今回の外来データ提出加算では、在宅データ提出加算として月1回、50点が加算されます。

疾患別リハビリテーション料

今回の外来データ加算では、

  • 心大血管疾患
  • 脳血管疾患等
  • 運動器
  • 呼吸器
  • 廃用症候群

これらの疾患別リハビリテーションのデータ提出に月1回、50点の加算ができるようにしました。

電子カルテも確認

電子カルテによっては、これらの項目がオーダーに追加されない場合もありますので、確認が必要です。このメディアを運営するDONUTSが提供しているクラウド型電子カルテCLIUSの場合は、前月にORCAのマスターが更新されます。

 

外来データ提出加算の算定要件・届出期限(スケジュール)

算定要件としては、以下の3つが挙げられます。

  • 施設基準
  • 診療報酬の請求状況
  • 治療管理の状況

施設基準については、「外来/在宅/リハビリテーション データ提出加算に係る届出書」(様式7の11)による届出を行う必要があります。

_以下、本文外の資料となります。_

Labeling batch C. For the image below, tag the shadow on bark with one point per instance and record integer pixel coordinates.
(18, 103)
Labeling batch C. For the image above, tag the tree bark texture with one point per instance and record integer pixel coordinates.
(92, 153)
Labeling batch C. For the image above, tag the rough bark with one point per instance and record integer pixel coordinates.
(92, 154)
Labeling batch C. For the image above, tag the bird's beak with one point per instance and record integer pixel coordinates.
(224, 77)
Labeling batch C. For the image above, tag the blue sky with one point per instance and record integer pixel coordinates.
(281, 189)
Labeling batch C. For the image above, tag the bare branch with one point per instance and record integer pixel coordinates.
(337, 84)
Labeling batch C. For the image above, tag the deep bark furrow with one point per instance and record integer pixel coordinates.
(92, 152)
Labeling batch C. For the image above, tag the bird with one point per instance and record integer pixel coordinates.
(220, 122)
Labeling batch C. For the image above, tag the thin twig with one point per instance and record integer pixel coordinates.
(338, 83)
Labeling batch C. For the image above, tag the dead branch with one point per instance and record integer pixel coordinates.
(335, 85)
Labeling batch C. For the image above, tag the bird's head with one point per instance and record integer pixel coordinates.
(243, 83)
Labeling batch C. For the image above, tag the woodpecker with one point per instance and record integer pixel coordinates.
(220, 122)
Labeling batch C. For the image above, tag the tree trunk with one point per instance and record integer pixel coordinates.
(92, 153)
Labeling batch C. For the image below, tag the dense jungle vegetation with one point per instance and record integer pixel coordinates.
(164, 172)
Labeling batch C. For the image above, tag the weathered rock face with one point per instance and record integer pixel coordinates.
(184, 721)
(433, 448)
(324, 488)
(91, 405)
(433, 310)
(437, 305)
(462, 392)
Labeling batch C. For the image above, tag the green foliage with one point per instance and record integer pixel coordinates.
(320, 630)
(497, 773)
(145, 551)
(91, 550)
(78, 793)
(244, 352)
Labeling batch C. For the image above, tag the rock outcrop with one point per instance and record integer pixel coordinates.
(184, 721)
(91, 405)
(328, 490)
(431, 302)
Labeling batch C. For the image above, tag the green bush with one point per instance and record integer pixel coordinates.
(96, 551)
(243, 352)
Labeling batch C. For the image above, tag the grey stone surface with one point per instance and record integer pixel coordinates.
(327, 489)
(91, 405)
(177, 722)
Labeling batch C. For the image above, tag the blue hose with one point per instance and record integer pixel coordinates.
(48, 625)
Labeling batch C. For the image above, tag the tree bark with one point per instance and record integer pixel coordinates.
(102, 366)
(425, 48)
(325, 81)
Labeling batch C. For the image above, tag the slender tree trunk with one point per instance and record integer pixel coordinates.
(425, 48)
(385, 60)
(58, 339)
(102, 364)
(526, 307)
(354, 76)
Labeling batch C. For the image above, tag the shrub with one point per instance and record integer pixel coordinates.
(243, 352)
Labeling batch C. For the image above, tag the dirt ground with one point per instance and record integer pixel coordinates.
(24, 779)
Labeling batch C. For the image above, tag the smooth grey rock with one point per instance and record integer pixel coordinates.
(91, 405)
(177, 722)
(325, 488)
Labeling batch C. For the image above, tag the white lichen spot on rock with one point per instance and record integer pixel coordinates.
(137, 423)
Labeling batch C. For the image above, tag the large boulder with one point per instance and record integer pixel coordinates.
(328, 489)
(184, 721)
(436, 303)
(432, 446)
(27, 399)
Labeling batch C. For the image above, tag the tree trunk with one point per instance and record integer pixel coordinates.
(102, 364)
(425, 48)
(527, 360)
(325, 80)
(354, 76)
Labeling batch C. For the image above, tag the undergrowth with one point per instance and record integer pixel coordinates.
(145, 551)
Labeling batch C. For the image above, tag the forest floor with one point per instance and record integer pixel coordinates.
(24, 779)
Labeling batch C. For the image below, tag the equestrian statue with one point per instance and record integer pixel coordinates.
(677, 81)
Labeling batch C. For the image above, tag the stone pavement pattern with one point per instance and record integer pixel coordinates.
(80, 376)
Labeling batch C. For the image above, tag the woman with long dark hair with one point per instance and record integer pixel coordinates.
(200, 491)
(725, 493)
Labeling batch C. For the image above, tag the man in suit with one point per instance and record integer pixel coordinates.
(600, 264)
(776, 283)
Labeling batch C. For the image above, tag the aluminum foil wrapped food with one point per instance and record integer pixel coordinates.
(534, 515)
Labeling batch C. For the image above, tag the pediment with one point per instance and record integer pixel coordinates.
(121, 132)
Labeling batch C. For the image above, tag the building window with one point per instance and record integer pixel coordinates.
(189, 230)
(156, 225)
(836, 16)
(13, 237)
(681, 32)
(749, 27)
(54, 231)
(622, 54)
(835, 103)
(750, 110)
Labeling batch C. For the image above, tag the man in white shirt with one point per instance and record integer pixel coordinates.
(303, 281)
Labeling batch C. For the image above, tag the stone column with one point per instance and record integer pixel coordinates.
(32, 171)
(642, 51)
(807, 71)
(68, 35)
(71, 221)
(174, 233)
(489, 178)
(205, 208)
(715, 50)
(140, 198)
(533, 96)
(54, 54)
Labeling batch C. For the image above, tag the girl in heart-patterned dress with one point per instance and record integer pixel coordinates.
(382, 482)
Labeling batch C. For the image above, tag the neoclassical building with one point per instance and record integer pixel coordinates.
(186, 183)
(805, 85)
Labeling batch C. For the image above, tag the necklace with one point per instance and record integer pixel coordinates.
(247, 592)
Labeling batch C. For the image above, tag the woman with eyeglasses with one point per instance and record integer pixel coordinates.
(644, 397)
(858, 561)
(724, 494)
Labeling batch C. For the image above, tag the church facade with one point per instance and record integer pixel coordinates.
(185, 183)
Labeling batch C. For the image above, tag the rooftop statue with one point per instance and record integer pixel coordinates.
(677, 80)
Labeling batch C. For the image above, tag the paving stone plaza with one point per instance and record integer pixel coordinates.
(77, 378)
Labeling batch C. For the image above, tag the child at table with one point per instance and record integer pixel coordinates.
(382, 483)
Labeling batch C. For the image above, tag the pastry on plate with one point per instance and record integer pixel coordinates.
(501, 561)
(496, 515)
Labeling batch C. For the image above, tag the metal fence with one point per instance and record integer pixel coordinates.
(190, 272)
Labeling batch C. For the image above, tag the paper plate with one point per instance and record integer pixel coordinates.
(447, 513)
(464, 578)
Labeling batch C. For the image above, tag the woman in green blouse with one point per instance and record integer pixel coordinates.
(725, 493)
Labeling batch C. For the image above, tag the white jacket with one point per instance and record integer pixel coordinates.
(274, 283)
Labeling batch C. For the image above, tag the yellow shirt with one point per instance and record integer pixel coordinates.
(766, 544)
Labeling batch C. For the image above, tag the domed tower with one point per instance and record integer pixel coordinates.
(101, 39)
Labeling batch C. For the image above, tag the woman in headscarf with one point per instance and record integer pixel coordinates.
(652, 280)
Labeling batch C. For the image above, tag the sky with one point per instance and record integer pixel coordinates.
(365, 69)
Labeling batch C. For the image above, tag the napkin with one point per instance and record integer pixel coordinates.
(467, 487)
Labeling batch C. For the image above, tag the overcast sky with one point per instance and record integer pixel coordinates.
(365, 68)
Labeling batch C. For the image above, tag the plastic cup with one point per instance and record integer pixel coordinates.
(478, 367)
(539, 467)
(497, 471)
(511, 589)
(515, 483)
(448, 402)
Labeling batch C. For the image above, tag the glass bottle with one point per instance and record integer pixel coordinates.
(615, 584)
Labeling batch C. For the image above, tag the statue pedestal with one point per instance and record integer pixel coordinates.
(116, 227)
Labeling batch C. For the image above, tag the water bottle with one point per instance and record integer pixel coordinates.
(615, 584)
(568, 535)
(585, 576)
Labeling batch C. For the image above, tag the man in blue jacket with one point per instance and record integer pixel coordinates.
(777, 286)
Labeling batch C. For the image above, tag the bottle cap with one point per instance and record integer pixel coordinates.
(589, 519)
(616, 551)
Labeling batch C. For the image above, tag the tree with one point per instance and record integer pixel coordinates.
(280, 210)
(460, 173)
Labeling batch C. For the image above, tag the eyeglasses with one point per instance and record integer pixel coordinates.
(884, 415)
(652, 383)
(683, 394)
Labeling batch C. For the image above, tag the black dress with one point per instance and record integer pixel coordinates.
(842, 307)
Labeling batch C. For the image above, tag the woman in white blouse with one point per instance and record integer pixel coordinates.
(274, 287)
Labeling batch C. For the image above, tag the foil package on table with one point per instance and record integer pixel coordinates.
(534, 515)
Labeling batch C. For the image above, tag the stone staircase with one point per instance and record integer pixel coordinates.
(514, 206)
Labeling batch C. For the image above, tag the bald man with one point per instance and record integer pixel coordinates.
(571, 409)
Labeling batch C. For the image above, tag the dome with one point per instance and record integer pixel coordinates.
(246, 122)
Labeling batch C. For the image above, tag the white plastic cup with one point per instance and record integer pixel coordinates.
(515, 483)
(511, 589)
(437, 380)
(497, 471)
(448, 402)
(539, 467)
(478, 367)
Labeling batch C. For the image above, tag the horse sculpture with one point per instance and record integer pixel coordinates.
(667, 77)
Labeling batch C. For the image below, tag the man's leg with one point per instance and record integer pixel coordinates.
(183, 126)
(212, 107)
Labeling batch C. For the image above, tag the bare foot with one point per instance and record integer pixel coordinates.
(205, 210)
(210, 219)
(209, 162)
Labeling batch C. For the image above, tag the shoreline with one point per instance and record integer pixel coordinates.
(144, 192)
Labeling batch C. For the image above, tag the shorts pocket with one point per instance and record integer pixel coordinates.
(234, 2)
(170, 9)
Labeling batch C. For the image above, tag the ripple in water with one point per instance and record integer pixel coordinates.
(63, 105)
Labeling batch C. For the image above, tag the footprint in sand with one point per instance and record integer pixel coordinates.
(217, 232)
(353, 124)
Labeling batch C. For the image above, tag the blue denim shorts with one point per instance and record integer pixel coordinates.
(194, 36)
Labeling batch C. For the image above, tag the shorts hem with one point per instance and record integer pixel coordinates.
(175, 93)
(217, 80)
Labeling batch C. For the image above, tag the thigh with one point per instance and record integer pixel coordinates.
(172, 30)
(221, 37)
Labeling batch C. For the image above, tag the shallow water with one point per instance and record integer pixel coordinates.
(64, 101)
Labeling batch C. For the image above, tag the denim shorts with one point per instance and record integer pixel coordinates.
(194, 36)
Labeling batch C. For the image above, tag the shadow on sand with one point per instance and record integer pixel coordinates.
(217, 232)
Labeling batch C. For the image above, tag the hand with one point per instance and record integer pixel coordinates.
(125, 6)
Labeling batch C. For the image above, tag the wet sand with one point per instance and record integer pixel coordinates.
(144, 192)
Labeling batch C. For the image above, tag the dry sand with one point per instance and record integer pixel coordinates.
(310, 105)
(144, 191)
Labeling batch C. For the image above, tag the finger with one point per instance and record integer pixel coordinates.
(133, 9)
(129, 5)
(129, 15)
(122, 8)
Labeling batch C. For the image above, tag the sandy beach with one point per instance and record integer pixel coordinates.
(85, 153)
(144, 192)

届出書にはいくつかの確認事項とチェック項目があり、それらにチェックとサインを入れるのみですので、むずかしくはありません。

チェック項目は以下の通りです。

  • データ提出加算に係る届出を行っていない。
  • 「外来医療、在宅医療、リハビリテーション医療の影響評価に係る調査」に適切に参加できる。
  • 診療記録(過去5年間の診療録及び過去3年間の手術記録、看護記録等)の全てが保管・管理されている。
  • 診療記録の保管・管理のための規定が明文化されている。
  • 患者についての疾病統計には、ICD大分類程度以上の疾病分類がされている。
  • 保管・管理された診療記録が疾病別に検索・抽出できる。

参照: 特掲診療料の届出一覧(令和4年度診療報酬改定)「外来データ提出加算」

外来データ提出加算の届出期限・スケジュール

データの提出を希望する場合の全体の流れとしては、以下の通りです。

  1. 「様式7の10」を、地方厚生(支)局医療課長を経由(つまり、かく地方厚生局に届出を提出する※郵送も可)して、厚生労働省保険局医療課長に届け出る。※先述した「様式7の11」の提出前に行う必要があるため注意
  1. 届出期限である月の翌月から起算して2月分の試行データを外来医療等調査事務局が提供するチェックプログラムにより作成し、指定する期日までに外来医療等調査事務局に提出
  1. 試行データが適切に提出されていた場合、データ提出の実績が認められた保険医療機関として、外来医療等調査事務局から各医療機関の担当者宛てに電子メールにて事務連絡(データ提出事務連絡)を送信
  1. 「様式7の11」を用いて、地方厚生(支)局長宛て届出を行う。届出が受理された翌月の1日から加算開始となり、届出が受理された月の属する四半期から本データを提出する。

詳細については、下記のPDFをご確認ください。

参照: 厚生労働省保険局医療課「令和5年度外来データ提出加算等に係る説明資料」

 

外来データ提出加算の注意点

外来データ提出加算の注意点として、データの作成は3カ月単位で行うものとし、「作成されたデータには第1月の初日から第3月の末日までにおいて対象となる診療に係るデータが全て含まれていなければならない」としています。

またデータの提出が遅れてしまった際には、当該月の翌々月には、当該の加算が算定できません。これは「継続してデータを提出してもらい、蓄積して活かすこと」が目的であるため、提出ができない場合のペナルティと言えます。

またデータ提出の遅延については、厚労省では以下の発表も行っていますので、注意しましょう。

“各調査年度において、累積して3回データ提出の遅滞等が認められた場合は、 適切な提出が行われていないことから、3回目の遅延等が認められた日の属する月に速やかに変更の届出を行う(様式40の8の提出)こととし、当該変更の届出を行った日の属する月の翌月から算定できない。”

参照: 令和5年度における「データ提出加算(A245)」の取扱いについて

 

まとめ

必要事項やすべきことはあるものの、加算できるのはうれしいもの。

届出できるなら是非とも期限に遅れないよう、余裕をもって準備していきましょう。